L’amendement no 28 de M. Boris Vallaud est défendu.
La parole est à M. Pierre Cordier, pour soutenir l’amendement no 81.
Il s’agit d’un amendement de cohérence avec l’objectif de clarification des dispositions législatives applicables, d’une part, au CDI renforcé et, d’autre part, au prolongement et à l’extension de l’expérimentation TZCLD. La parole est à M. Paul-André Colombani, pour soutenir l’amendement no 97. Cet amendement vise à dissocier les expérimentations « territoires zéro chômeur »  et celle, créée par la présente loi, relative au CDI renforcé. En effet, chacun reconnaît la pertinence des deux systèmes : il ne faudrait pas les faire entrer en concurrence au sein du même fonds. La parole est à M. Christophe Blanchet, pour soutenir l’amendement no 122. Cet amendement, qui répond à une demande de l’association Territoires zéro chômeur de longue durée, vise à obtenir une précision en séance publique. Quel est l’avis de la commission ? J’aurais pu émettre un avis favorable sur ces amendements si l’article 3 avait été maintenu. Comme nous l’avons supprimé, ils n’ont plus de raison d’être. En conséquence, je demande leur retrait ; sinon, avis défavorable. Je serai en revanche favorable aux deux prochains amendements, nos 244 et 404, qui tirent les conséquences de la suppression de l’article 3. Quel est l’avis du Gouvernement ? Même avis.
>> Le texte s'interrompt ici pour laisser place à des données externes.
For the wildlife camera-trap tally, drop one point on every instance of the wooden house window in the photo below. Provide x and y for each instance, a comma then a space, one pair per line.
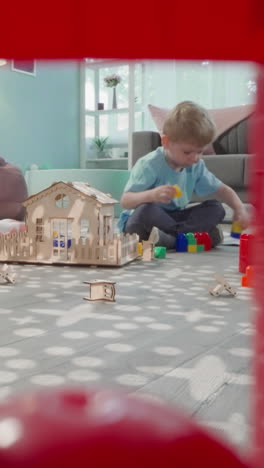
62, 200
84, 230
39, 230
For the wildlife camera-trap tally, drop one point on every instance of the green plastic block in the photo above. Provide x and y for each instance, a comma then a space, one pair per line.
160, 252
190, 238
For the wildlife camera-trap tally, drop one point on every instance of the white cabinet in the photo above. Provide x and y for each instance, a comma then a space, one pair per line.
101, 117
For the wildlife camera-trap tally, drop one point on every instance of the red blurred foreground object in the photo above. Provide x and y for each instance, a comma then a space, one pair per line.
102, 428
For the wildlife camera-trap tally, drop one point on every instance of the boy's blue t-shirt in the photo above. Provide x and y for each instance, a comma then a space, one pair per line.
153, 170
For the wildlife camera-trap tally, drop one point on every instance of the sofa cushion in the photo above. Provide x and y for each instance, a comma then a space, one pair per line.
224, 119
229, 168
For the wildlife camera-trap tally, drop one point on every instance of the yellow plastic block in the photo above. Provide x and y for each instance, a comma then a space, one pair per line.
178, 192
192, 248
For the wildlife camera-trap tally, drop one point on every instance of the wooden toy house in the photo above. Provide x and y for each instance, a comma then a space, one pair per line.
69, 222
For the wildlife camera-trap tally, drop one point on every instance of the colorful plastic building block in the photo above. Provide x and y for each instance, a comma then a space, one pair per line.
192, 248
236, 230
206, 240
181, 243
190, 238
160, 252
178, 192
248, 279
193, 242
245, 248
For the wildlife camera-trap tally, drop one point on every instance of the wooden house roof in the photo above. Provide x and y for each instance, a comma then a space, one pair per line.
80, 187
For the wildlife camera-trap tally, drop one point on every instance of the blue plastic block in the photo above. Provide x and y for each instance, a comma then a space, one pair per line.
181, 243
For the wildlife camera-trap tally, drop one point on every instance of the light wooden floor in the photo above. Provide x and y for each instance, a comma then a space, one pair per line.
165, 337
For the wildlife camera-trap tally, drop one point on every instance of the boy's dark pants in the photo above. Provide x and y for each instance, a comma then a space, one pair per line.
199, 218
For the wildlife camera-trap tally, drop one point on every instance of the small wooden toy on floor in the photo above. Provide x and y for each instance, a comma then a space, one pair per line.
101, 290
7, 274
160, 252
222, 284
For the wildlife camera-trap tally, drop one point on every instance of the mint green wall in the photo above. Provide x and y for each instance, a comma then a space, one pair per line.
39, 116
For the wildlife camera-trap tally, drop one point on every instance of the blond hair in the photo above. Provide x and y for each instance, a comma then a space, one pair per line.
189, 122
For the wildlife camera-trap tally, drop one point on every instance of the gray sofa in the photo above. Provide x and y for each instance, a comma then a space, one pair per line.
229, 164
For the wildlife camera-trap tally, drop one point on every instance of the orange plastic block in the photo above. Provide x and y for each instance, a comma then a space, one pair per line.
248, 279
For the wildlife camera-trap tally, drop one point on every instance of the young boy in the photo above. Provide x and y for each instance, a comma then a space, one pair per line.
149, 195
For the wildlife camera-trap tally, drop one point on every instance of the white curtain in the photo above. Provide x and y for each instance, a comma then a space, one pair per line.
211, 84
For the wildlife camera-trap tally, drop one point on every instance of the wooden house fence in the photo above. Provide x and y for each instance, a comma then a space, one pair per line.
20, 248
16, 246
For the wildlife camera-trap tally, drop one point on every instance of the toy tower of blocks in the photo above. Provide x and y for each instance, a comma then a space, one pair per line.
193, 242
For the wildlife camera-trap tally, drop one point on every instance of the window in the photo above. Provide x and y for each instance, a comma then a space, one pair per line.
62, 201
39, 230
102, 118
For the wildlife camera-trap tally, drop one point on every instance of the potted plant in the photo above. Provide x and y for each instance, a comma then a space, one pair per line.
100, 144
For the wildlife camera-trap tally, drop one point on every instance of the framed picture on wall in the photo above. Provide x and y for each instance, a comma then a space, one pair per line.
24, 66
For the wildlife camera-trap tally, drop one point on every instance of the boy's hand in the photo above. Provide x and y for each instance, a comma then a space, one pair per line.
163, 193
242, 217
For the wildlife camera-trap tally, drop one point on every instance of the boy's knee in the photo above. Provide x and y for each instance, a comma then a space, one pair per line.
217, 208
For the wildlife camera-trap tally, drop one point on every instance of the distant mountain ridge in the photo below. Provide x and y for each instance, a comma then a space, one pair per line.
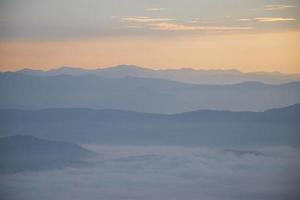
27, 153
278, 126
185, 75
18, 90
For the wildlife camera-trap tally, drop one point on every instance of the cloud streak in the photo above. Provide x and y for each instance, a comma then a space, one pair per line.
278, 7
274, 19
155, 9
167, 26
145, 19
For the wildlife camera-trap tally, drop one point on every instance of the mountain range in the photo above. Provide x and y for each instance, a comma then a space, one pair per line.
19, 90
204, 127
185, 75
20, 153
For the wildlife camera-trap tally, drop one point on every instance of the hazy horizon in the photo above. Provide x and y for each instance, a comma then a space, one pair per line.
259, 35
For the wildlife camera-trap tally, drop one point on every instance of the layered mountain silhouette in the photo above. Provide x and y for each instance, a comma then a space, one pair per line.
186, 75
27, 153
18, 90
203, 127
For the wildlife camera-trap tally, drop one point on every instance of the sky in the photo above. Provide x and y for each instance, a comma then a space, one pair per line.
248, 35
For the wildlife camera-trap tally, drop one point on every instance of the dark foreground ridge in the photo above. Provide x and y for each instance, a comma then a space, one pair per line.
27, 153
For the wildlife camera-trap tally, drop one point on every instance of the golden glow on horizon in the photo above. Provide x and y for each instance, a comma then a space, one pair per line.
245, 52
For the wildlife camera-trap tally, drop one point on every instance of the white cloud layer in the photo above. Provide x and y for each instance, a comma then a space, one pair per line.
166, 173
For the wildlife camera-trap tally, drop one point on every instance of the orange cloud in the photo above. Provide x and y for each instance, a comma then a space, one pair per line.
278, 7
274, 19
145, 19
166, 26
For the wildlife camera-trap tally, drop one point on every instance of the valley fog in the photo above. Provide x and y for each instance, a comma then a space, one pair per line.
167, 173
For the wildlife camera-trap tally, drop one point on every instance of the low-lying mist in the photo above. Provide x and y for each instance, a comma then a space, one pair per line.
166, 173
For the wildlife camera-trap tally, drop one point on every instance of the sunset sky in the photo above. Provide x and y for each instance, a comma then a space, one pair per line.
248, 35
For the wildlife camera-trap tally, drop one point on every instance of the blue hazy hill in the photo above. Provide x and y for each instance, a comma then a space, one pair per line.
139, 94
27, 153
186, 75
204, 127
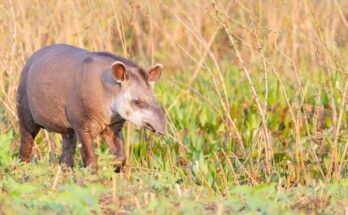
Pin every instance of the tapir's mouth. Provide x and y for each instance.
(149, 126)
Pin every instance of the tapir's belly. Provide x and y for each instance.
(47, 94)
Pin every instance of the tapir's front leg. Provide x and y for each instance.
(87, 153)
(115, 142)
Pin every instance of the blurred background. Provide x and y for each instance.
(254, 91)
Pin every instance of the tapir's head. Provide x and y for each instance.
(136, 101)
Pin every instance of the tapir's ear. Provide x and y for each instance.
(118, 70)
(155, 73)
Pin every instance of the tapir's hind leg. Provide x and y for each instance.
(69, 148)
(28, 134)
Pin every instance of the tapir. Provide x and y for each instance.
(81, 95)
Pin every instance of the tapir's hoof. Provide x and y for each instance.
(119, 164)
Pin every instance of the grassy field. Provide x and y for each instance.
(255, 95)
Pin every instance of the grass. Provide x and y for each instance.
(256, 105)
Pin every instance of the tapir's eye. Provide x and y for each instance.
(139, 103)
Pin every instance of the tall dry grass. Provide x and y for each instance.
(290, 40)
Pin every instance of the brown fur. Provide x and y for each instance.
(70, 90)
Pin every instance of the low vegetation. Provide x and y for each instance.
(256, 105)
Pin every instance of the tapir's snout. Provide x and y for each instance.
(157, 123)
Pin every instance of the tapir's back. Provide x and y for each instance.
(51, 77)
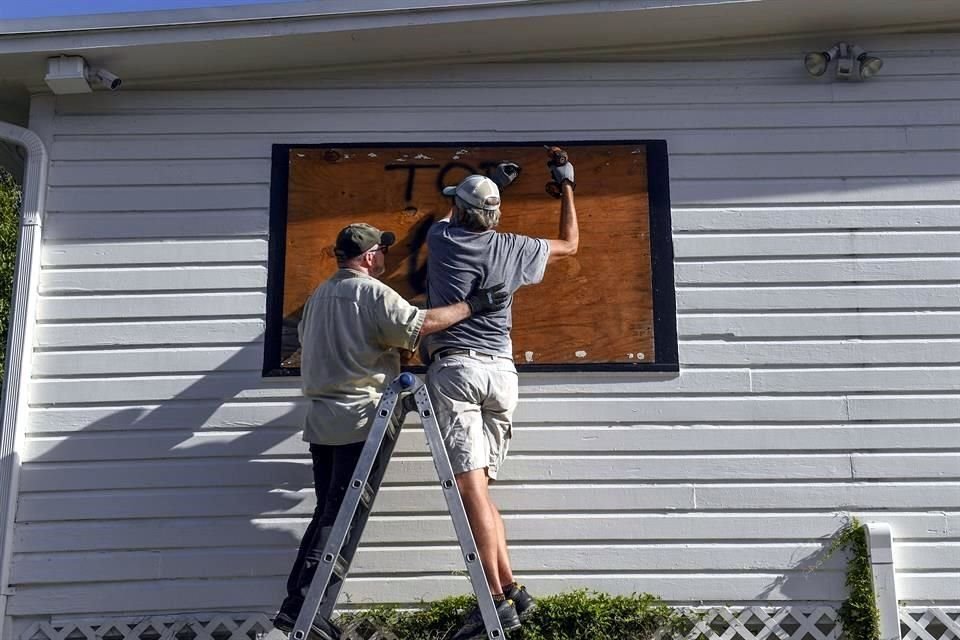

(Les amendements identiques nos 28, 81, 97 et 122 sont retirés.) Les amendements identiques nos 244 de M. Stéphane Viry et 404 de M. Didier Baichère sont défendus.
Quel est l’avis de la commission ?
Ce sont les deux amendements qui tirent les conséquence de la suppression de l’article 3. Avis favorable. Quel est l’avis du Gouvernement ? Même avis.
(Les amendements identiques nos 244 et 404 sont adoptés.) Les amendements identiques nos 245 de M. Stéphane Viry et 406 de M. Didier Baichère sont défendus.
Quel est l’avis de la commission ?
Avis favorable : ce sont, eux aussi, des amendements de conséquence de la suppression de l’article 3.
(Les amendements identiques nos 245 et 406, acceptés par le Gouvernement, sont adoptés.) L’amendement no 342 de Mme Marie-Christine Verdier-Jouclas est rédactionnel.
(L’amendement no 342, accepté par le Gouvernement, est adopté.) La parole est à Mme Marie-Christine Verdier-Jouclas, pour soutenir l’amendement no 383. Il vise à renforcer l’évaluation du dispositif, en permettant la transmission au comité scientifique, qui est chargé de rédiger le rapport d’évaluation, des données à caractère personnel, y compris le numéro d’inscription au répertoire national d’identification des personnes physiques, nécessaires à l’évaluation de l’expérimentation.
Cet ajout, qui a fait part d’un échange préalable avec l’association TZCLD, nous semble cohérent.
Quel est l’avis du Gouvernement ? Dans l’optique de la généralisation éventuelle du dispositif TZCLD, son évaluation, pour être utile, doit reposer sur des données fiables. Avis favorable.
(L’amendement no 383 est adopté.) La parole est à Mme la ministre déléguée, pour soutenir l’amendement no 394. Le Gouvernement lève les gages.
(L’amendement no 394, accepté par la commission, est adopté.)
(L’article 6, amendé, est adopté.)
Je suis saisie de plusieurs amendements identiques, nos 34, 99, 144, 159, 199 et 279, qui visent à supprimer l’article.
La parole est à M. Boris Vallaud, pour soutenir l’amendement no 34.
Vous ne serez pas étonnés de notre opposition à la disposition inscrite à l’article 8, puisque nous nous y étions déjà opposés lors de l’examen du projet de loi pour la liberté de choisir son avenir professionnel : elle nous paraît même entrer en contradiction avec ce titre !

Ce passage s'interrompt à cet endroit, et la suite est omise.